Total ROS levels in gingival tissue were evaluated by election paramagnetic resonance (EPR) spectroscopy. Gingival tissue was washed in cooled 0.9% NaCl solution and chopped into small pieces on ice. A 10% (w/v) homogenate was prepared in 10mM phosphate buffer (pH 7.4), centrifuged and collected the supernatant. Then drawn the supernatant into glass capillaries; obtained and analyzed the EPR spectra by using a Bruker EMX plus EPR spectrometer (Billerica, MA, USA).

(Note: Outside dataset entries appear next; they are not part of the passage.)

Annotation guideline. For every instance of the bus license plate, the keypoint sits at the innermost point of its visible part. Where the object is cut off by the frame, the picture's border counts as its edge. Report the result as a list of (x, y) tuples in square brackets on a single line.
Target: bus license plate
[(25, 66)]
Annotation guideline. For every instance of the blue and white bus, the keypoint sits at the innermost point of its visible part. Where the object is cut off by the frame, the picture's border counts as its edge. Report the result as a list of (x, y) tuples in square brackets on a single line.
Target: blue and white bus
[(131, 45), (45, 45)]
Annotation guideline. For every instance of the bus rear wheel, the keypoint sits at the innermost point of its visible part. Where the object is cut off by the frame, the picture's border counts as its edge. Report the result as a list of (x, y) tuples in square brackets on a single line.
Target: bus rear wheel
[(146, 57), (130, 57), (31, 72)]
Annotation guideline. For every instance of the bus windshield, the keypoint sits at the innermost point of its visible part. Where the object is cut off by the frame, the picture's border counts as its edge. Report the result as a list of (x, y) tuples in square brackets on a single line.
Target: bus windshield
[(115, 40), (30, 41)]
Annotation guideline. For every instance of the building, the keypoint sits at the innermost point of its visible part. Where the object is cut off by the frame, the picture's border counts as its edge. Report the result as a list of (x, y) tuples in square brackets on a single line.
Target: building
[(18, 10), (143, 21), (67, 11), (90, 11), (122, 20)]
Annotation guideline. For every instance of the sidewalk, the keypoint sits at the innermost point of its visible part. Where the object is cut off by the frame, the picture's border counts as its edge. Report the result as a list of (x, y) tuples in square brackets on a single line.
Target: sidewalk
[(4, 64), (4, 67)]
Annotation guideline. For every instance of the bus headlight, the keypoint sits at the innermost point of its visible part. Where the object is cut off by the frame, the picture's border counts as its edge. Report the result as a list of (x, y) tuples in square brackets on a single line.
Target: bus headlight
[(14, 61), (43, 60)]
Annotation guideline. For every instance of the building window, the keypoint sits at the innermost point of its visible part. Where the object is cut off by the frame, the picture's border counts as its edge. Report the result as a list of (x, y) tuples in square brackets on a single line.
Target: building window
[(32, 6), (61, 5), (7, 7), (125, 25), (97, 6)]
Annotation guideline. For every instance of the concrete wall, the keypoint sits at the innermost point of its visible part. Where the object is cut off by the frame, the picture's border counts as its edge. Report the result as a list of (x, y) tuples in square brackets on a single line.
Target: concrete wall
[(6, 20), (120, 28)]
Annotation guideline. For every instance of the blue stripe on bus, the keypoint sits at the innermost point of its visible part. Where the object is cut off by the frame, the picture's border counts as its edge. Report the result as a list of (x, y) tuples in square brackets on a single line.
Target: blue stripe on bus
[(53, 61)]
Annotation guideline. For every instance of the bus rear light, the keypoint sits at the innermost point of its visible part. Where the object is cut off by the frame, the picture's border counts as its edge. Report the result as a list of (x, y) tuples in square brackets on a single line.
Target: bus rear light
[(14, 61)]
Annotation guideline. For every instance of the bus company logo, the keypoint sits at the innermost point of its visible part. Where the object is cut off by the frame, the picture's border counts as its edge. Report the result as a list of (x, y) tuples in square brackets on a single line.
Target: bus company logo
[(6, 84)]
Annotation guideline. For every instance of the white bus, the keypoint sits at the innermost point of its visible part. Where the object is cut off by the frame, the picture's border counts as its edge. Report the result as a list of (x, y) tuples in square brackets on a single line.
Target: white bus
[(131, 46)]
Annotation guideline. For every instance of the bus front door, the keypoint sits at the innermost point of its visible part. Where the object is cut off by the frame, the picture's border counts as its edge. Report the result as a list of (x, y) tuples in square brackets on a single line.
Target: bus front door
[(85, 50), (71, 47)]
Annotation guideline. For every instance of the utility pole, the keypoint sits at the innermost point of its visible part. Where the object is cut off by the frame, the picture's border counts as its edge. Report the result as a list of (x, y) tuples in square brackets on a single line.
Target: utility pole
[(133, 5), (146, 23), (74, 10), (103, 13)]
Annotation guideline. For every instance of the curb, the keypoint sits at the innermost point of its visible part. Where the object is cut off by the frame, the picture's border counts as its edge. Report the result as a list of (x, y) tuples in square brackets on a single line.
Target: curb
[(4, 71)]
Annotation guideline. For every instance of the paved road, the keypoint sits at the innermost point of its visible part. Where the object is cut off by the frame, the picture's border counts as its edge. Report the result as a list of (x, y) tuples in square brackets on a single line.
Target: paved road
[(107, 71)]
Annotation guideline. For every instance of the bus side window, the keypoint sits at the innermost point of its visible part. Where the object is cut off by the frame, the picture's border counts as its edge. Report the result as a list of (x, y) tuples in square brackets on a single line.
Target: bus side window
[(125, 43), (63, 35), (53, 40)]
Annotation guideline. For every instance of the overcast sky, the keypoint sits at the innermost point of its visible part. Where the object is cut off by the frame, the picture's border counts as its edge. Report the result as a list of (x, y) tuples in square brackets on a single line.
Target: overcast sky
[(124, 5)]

Measurement of HO-1 expression in tissue level
Gingival tissue was subjected to immunohistochemistry (IHC) staining to detect the expression of HO-1. After blocking endogenous peroxidase activity with 0.3% hydrogen peroxidase, cryostat sections were incubated with or without mouse anti-HO-1 antibody (10 μg/mL) overnight at 4°C. After rinsing, tissue sections were incubated with goat anti-mouse IgG for 30 min at room temperature, followed by incubation with PAP complex. Peroxidase activity was visualized using diaminobenzidine solutions and the results were observed using a Nikon Eclipse 80i microscope (Tokyo, Japan).
Measurement of CcO activity in tissue and cellular level
HGF-1 cells were washed with ice-cold PBS, and then harvested, centrifuged, and suspended in 50 μL of isolation buffer (250 nM sucrose, 20 nM HEPES, 1 mM EDTA). Suspensions of tissue homogenate (method has been mentioned above) and cell mixture were added to a cuvette containing 0.95 mL of 1x assay buffer (10 mM Tris-HCL, pH 7.0). The reaction was then initiated by addition of 50 μL of ferrocytochrome substrate solution (0.22 mM), and the absorbance of reactive volume was detected at 550 nm by a Varioskan Flash spectrophotometer (Thermo Scientific).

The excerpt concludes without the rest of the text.